There was no wind down here in the well. It was just from him moving her. She weren’t stiff yet.

“Marshal, she’s beyond any help but God’s,” said Miss Francina.

He didn’t look up.

“She’s got to be dead,” I said. “The blood … the flogging—”

She had to be dead. Did I hope she was dead?

Would I want to be dead if it was me?

“I’ve seen men survive as bad,” he answered. “Women too.” But as he stared down at his fingers on her floury-looking wrist, I knowed the answer wasn’t what he would of wanted.

He pulled a compact out of his breast pocket and opened it. He held the mirror under her nose for two, three minutes before he shook his head.

Marshal Reeves looked up at me and heaved a tired sigh. “That’s a right pisser.”

“I did say,” said Miss Francina. The Marshal raised his eyebrows at her, tilting back his hat. She sighed. “But you just had to see for yourself, didn’t you?”

“It’s a character flaw,” he allowed.

Miss Bethel said, “You didn’t answer how you knew to come here.”

She sounded suspicious, even though the silver star glinted on his town coat just as it had the duster’s lapel. Possibly because of it. You learn a little something about the law when you work on your back.

“I was on my way here, actually,” he said. He smoothed the ragged robin’s hair and stood. Easily, his gun belt creaking but his breath untroubled. “I wanted to talk to Miss Wilde and Miss Memery here about what happened … well, I guess now it’s yesterday. It occurred to me that you might know something about the man I’m hunting, and I didn’t think in your line of work you ladies would be abed yet. I passed your man and your girl on the street, and they saw my star. They went on to find a roundsman.”

As if his words had been a harbinger, I heard a distant whistle blowing. The shrill cry was taken up by another, and another after that, until the night echoed with them — tinny, thin, and frail.

I looked at the girl again.
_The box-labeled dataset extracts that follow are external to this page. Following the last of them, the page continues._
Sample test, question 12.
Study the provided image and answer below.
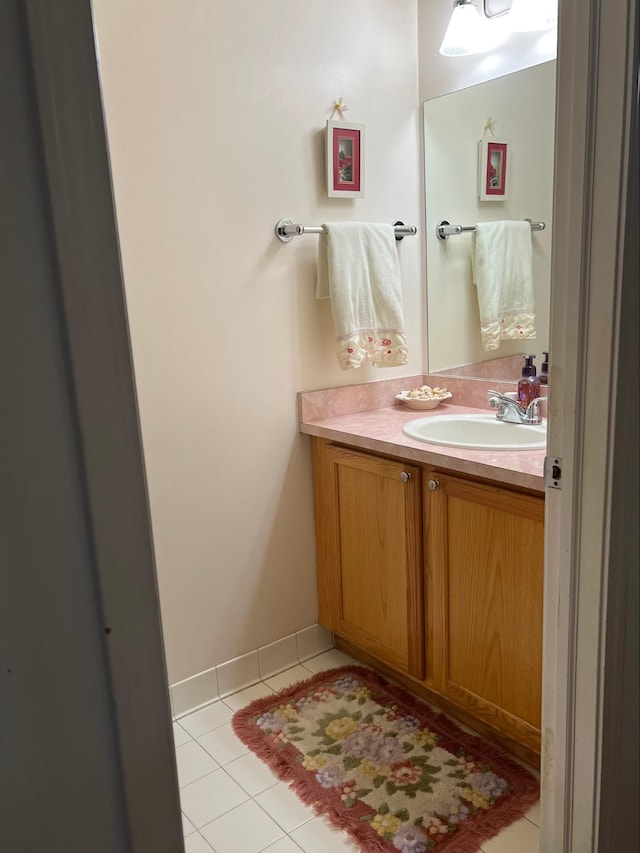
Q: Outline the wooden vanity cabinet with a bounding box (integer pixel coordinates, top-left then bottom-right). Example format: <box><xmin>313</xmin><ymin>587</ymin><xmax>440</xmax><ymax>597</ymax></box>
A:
<box><xmin>313</xmin><ymin>437</ymin><xmax>544</xmax><ymax>753</ymax></box>
<box><xmin>313</xmin><ymin>439</ymin><xmax>425</xmax><ymax>678</ymax></box>
<box><xmin>425</xmin><ymin>471</ymin><xmax>544</xmax><ymax>751</ymax></box>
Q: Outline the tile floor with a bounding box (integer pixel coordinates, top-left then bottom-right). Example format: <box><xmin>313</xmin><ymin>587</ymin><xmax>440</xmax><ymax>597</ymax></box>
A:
<box><xmin>173</xmin><ymin>649</ymin><xmax>540</xmax><ymax>853</ymax></box>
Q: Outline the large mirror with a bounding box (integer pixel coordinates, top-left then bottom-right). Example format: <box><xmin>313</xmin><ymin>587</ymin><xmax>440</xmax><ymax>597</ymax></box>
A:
<box><xmin>424</xmin><ymin>61</ymin><xmax>556</xmax><ymax>379</ymax></box>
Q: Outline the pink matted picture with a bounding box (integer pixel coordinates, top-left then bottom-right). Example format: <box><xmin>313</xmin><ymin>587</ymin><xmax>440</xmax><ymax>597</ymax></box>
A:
<box><xmin>478</xmin><ymin>138</ymin><xmax>511</xmax><ymax>201</ymax></box>
<box><xmin>327</xmin><ymin>121</ymin><xmax>364</xmax><ymax>198</ymax></box>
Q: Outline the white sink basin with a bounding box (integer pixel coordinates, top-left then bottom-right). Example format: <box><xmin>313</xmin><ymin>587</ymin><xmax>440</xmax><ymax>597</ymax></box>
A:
<box><xmin>402</xmin><ymin>415</ymin><xmax>547</xmax><ymax>450</ymax></box>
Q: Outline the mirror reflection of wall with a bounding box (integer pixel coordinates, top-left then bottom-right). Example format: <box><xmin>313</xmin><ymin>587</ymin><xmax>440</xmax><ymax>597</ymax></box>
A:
<box><xmin>424</xmin><ymin>61</ymin><xmax>556</xmax><ymax>379</ymax></box>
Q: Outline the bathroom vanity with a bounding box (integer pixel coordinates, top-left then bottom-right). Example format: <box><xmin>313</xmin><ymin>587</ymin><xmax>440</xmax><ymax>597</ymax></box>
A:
<box><xmin>301</xmin><ymin>380</ymin><xmax>544</xmax><ymax>762</ymax></box>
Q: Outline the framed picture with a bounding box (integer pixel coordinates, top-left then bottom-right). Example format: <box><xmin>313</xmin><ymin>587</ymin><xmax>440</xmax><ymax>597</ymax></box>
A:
<box><xmin>327</xmin><ymin>121</ymin><xmax>364</xmax><ymax>198</ymax></box>
<box><xmin>478</xmin><ymin>137</ymin><xmax>511</xmax><ymax>201</ymax></box>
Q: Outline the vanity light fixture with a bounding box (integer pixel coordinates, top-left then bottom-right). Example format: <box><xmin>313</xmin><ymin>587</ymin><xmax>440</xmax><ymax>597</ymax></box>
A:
<box><xmin>440</xmin><ymin>0</ymin><xmax>508</xmax><ymax>56</ymax></box>
<box><xmin>440</xmin><ymin>0</ymin><xmax>558</xmax><ymax>56</ymax></box>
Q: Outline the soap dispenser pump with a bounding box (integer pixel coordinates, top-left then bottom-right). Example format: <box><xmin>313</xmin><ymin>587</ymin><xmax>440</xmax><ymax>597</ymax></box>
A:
<box><xmin>538</xmin><ymin>352</ymin><xmax>549</xmax><ymax>385</ymax></box>
<box><xmin>518</xmin><ymin>355</ymin><xmax>540</xmax><ymax>409</ymax></box>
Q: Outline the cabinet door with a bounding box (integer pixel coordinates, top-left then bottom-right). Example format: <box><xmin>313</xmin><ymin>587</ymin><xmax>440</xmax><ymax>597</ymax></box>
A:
<box><xmin>314</xmin><ymin>439</ymin><xmax>424</xmax><ymax>678</ymax></box>
<box><xmin>426</xmin><ymin>473</ymin><xmax>544</xmax><ymax>750</ymax></box>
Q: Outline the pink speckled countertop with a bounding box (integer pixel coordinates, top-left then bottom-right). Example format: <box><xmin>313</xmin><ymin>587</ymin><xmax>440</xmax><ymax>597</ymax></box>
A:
<box><xmin>300</xmin><ymin>381</ymin><xmax>546</xmax><ymax>492</ymax></box>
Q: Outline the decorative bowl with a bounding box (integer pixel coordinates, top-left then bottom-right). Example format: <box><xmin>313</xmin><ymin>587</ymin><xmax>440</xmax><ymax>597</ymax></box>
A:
<box><xmin>396</xmin><ymin>391</ymin><xmax>453</xmax><ymax>411</ymax></box>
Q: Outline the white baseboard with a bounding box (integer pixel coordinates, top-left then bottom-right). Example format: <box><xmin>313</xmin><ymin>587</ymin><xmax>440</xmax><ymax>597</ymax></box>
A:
<box><xmin>169</xmin><ymin>625</ymin><xmax>334</xmax><ymax>719</ymax></box>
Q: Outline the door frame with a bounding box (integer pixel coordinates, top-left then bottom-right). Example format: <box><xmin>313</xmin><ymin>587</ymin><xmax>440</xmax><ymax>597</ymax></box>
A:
<box><xmin>20</xmin><ymin>0</ymin><xmax>184</xmax><ymax>853</ymax></box>
<box><xmin>541</xmin><ymin>0</ymin><xmax>638</xmax><ymax>853</ymax></box>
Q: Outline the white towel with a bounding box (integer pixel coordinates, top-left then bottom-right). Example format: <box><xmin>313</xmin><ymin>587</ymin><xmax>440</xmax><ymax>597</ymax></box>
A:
<box><xmin>472</xmin><ymin>220</ymin><xmax>536</xmax><ymax>351</ymax></box>
<box><xmin>316</xmin><ymin>222</ymin><xmax>407</xmax><ymax>370</ymax></box>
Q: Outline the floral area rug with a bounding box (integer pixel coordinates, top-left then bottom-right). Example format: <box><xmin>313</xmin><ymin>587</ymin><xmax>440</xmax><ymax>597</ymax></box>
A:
<box><xmin>233</xmin><ymin>666</ymin><xmax>539</xmax><ymax>853</ymax></box>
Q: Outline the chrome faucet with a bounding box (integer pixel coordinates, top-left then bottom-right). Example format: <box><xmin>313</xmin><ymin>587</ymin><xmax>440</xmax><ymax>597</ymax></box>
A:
<box><xmin>488</xmin><ymin>391</ymin><xmax>547</xmax><ymax>424</ymax></box>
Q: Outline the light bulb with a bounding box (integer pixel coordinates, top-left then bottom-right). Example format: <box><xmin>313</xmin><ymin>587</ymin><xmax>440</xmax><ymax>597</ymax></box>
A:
<box><xmin>440</xmin><ymin>0</ymin><xmax>509</xmax><ymax>56</ymax></box>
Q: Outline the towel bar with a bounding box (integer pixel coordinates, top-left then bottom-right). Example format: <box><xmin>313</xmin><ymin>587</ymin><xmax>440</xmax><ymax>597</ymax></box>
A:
<box><xmin>275</xmin><ymin>219</ymin><xmax>418</xmax><ymax>243</ymax></box>
<box><xmin>436</xmin><ymin>219</ymin><xmax>546</xmax><ymax>240</ymax></box>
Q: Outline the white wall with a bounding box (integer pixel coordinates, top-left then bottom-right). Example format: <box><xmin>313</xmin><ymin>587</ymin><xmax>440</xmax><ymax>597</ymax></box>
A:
<box><xmin>424</xmin><ymin>62</ymin><xmax>556</xmax><ymax>370</ymax></box>
<box><xmin>94</xmin><ymin>0</ymin><xmax>425</xmax><ymax>682</ymax></box>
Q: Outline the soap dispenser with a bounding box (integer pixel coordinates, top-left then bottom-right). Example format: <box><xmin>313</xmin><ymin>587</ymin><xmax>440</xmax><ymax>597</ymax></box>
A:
<box><xmin>538</xmin><ymin>352</ymin><xmax>549</xmax><ymax>385</ymax></box>
<box><xmin>518</xmin><ymin>355</ymin><xmax>540</xmax><ymax>409</ymax></box>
I wanted to cover her. “She can’t of been thrown. We’d have heard the thud.”

“She’s not one of yours, then?”

“In that dress? Madame wouldn’t let her scrub floors dressed like that, let alone entertain clients,” Miss Francina scoffed. I knowed it was to cover her horror — she hides the softest heart in the house, and Signor isn’t the only one who knows it — but the Marshal gave her a sidelong glance.
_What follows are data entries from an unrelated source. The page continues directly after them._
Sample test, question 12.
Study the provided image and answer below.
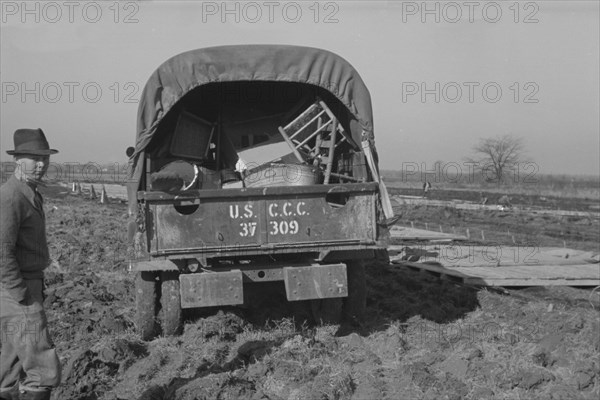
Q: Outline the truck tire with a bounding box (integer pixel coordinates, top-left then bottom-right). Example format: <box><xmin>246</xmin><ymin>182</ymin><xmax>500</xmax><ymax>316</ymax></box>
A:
<box><xmin>343</xmin><ymin>260</ymin><xmax>367</xmax><ymax>323</ymax></box>
<box><xmin>135</xmin><ymin>271</ymin><xmax>158</xmax><ymax>340</ymax></box>
<box><xmin>159</xmin><ymin>271</ymin><xmax>183</xmax><ymax>336</ymax></box>
<box><xmin>310</xmin><ymin>297</ymin><xmax>343</xmax><ymax>325</ymax></box>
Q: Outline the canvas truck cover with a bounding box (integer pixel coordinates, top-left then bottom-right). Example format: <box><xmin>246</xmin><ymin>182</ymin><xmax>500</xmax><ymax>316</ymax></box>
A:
<box><xmin>130</xmin><ymin>45</ymin><xmax>374</xmax><ymax>183</ymax></box>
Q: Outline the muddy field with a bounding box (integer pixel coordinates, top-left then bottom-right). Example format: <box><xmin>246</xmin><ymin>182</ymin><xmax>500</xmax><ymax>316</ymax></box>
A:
<box><xmin>37</xmin><ymin>187</ymin><xmax>600</xmax><ymax>400</ymax></box>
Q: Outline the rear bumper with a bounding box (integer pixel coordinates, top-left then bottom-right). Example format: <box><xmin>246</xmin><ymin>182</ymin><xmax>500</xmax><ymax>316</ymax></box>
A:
<box><xmin>179</xmin><ymin>263</ymin><xmax>348</xmax><ymax>308</ymax></box>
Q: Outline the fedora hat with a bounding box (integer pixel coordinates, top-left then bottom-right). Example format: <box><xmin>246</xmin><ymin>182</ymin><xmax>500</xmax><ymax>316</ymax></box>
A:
<box><xmin>6</xmin><ymin>128</ymin><xmax>58</xmax><ymax>156</ymax></box>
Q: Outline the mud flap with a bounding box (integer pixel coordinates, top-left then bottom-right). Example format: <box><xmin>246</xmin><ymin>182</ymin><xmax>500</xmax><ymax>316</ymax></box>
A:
<box><xmin>283</xmin><ymin>264</ymin><xmax>348</xmax><ymax>301</ymax></box>
<box><xmin>179</xmin><ymin>270</ymin><xmax>244</xmax><ymax>308</ymax></box>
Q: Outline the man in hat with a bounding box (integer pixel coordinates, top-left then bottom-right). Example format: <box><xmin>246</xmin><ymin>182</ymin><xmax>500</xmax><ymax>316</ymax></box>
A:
<box><xmin>0</xmin><ymin>129</ymin><xmax>60</xmax><ymax>400</ymax></box>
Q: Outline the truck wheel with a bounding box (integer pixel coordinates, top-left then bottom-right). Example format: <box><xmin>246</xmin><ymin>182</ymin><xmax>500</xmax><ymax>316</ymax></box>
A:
<box><xmin>135</xmin><ymin>271</ymin><xmax>158</xmax><ymax>340</ymax></box>
<box><xmin>343</xmin><ymin>260</ymin><xmax>367</xmax><ymax>322</ymax></box>
<box><xmin>159</xmin><ymin>271</ymin><xmax>182</xmax><ymax>336</ymax></box>
<box><xmin>310</xmin><ymin>297</ymin><xmax>343</xmax><ymax>324</ymax></box>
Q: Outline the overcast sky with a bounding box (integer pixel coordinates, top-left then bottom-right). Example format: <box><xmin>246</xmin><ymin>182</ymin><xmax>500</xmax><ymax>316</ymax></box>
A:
<box><xmin>0</xmin><ymin>0</ymin><xmax>600</xmax><ymax>174</ymax></box>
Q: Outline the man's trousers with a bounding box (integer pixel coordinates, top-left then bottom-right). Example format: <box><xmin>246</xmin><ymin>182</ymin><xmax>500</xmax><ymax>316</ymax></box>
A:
<box><xmin>0</xmin><ymin>279</ymin><xmax>60</xmax><ymax>398</ymax></box>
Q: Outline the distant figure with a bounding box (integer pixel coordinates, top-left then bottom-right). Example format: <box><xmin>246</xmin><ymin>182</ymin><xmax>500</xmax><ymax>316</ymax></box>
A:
<box><xmin>498</xmin><ymin>195</ymin><xmax>512</xmax><ymax>210</ymax></box>
<box><xmin>479</xmin><ymin>192</ymin><xmax>487</xmax><ymax>206</ymax></box>
<box><xmin>423</xmin><ymin>181</ymin><xmax>431</xmax><ymax>198</ymax></box>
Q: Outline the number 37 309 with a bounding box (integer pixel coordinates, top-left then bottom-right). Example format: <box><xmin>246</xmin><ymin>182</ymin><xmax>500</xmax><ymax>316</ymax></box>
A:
<box><xmin>240</xmin><ymin>220</ymin><xmax>300</xmax><ymax>237</ymax></box>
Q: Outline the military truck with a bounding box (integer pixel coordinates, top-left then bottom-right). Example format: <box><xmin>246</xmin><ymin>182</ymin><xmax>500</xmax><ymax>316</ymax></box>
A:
<box><xmin>127</xmin><ymin>45</ymin><xmax>392</xmax><ymax>339</ymax></box>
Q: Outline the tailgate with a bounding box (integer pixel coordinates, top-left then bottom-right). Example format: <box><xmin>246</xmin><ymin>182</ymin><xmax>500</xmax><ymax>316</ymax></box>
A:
<box><xmin>144</xmin><ymin>184</ymin><xmax>377</xmax><ymax>254</ymax></box>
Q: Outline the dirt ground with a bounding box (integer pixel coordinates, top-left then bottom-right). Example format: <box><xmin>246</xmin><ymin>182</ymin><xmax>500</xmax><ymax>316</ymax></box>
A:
<box><xmin>32</xmin><ymin>187</ymin><xmax>600</xmax><ymax>400</ymax></box>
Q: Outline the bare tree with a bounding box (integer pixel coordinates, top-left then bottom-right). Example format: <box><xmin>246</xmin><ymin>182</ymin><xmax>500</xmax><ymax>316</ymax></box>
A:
<box><xmin>469</xmin><ymin>135</ymin><xmax>525</xmax><ymax>183</ymax></box>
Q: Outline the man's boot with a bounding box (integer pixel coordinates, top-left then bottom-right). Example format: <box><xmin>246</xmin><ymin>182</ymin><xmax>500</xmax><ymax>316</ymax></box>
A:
<box><xmin>0</xmin><ymin>383</ymin><xmax>19</xmax><ymax>400</ymax></box>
“Look at her face,” the Marshal said.

“I’d prefer not.”

His lips stretched into a moment’s grim smile. “Fair enough. She wasn’t thrown.”

I said, “So somebody got her down here — down the ladder — and left her.”

“Someone did,” the Marshal said. “Which makes me think even more that you might know something that could help me find the man I’m looking for.”

Miss Francina twined one perfect yellow corkscrew curl around her finger — how she keeps her hair unmussed I’ll never know — and pursed her lips at him. She said, “Something tells me you’d better come inside, Marshal. You and Karen go on. Miss Bethel and I will wait for the constables.”